DNG to G4 conversion is the process of converting a camera raw image stored in Adobe's Digital Negative (DNG) container into a G4 (Group 4) fax-compressed TIFF variant suitable for monochrome, highly compressed archival or transmission. This conversion translates raw sensor data or minimally processed image data into a bilevel/compressed raster format, often applying tonal mapping and dithering to produce a black-and-white G4 raster from the original color or raw grayscale data.
Related guides
Practical guides to help you choose formats, preserve quality, and avoid common conversion problems.
WebP has quietly become the default image format of the modern web, delivering 25-35% smaller files than JPG and PNG with universal browser support. This 2026 guide covers current adoption stats, browser compatibility, WordPress integration, conversion workflows, and when to choose WebP over AVIF for optimal Core Web Vitals performance.
Read guide →Not sure whether to save your image as PNG or JPG? This detailed comparison covers compression, transparency, file size, web performance, and real-world use cases so you can pick the right format every time — with conversion links when you need to switch.
Read guide →Learn how to convert HEIC to JPG for maximum compatibility. This guide explains what HEIC is, why iPhones use it, the key differences between HEIC and JPG, and walks through every conversion method including online tools, iPhone settings, Windows, and Mac.
Read guide →Drag your .DNG file from your computer or use the browse function.
Confirm .g4 as the selected destination format.
Click "Convert" and download your converted .G4 file once ready.
DNG files typically use the MIME type image/x-adobe-dng and contain raw sensor data from digital cameras. G4 files use the MIME type image/tiff with CCITT Group 4 compression, commonly applied in fax machines and document scanners. The G4 codec provides efficient lossless compression ideal for monochrome images and scanned documents.
The G4 (.G4) format is commonly used for image. Understanding its characteristics can be helpful when converting to or from other formats like DNG.

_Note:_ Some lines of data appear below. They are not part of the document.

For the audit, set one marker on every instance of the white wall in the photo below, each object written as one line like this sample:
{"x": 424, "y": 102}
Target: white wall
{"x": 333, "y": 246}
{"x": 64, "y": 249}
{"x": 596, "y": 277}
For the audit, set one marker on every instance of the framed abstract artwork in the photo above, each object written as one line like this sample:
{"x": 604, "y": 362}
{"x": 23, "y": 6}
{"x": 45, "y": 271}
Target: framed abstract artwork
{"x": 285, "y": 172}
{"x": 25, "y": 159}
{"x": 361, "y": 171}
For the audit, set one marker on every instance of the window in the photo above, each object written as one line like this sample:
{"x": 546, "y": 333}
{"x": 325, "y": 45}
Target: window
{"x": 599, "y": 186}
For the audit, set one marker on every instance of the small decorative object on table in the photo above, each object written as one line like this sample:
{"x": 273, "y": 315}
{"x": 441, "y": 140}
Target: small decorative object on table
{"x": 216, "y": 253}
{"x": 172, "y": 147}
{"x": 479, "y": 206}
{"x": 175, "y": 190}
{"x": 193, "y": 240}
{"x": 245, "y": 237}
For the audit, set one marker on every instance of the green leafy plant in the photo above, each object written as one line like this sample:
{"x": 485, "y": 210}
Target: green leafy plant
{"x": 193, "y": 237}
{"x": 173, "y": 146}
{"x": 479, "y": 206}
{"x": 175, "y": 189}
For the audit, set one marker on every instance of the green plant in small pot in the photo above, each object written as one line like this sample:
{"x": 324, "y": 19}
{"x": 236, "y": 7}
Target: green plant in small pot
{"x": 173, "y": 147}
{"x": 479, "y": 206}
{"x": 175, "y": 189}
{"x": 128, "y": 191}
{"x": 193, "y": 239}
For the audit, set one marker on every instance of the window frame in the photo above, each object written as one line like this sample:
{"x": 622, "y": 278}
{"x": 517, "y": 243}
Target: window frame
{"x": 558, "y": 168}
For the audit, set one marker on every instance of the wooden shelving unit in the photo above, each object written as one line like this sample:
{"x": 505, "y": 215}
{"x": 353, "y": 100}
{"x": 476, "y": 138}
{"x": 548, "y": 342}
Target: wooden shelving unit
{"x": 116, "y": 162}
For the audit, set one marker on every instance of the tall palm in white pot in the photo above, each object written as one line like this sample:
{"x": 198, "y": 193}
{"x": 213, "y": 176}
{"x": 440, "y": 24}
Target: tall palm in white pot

While specific technical details aren't available here, G4 files generally serve the purpose of storing image effectively within their domain.
Our Online DNG to G4 Converter allows you to convert your DNG image files to the G4 format effortlessly. Enjoy a seamless, fast, and secure conversion process suitable for both professionals and casual users. No software installation required, just upload your files and get high-quality G4 images instantly.
DNG is a raw image format that stores unprocessed image data, ideal for professional photography and editing. In contrast, G4 is a compressed format primarily used for fax and scanned documents, offering smaller file sizes but less editing flexibility. Choosing between DNG and G4 depends on your need for image detail versus file compression and compatibility.
Keep originals: Always retain the original DNG; converting to G4 is lossy because G4 is bilevel and removes color and grayscale nuances.
Optimal file sizes: For clean text or line-art images, G4 yields small files (under 100 KB for single pages); photographic content can bloat or lose detail—consider downsampling or using greyscale TIFF instead.
Preserve quality: Preprocess DNG (exposure, contrast, sharpening, noise reduction) and choose adaptive thresholding or error-diffusion dithering to retain detail in photographic subjects.
Batch conversion: Use scripted tools or batch modes in image-processing apps; apply a consistent preprocessing profile to all files to avoid inconsistent thresholds across a set.
This converter made switching from DNG to G4 so easy and fast.
Emily R.
Photographer
Reliable and accurate conversion every time.
Michael B.
Graphic Designer
Great tool for preparing documents for faxing and archiving.
Linda C.
Office Manager
Start your free DNG to G4 conversion now.
Drag your file here to to upload.
Up to 250MB
Format limits: G4 is effectively monochrome (bilevel) and not suitable for full-color or continuous-tone archival—photographs will lose tonal gradation and may require halftoning/dithering.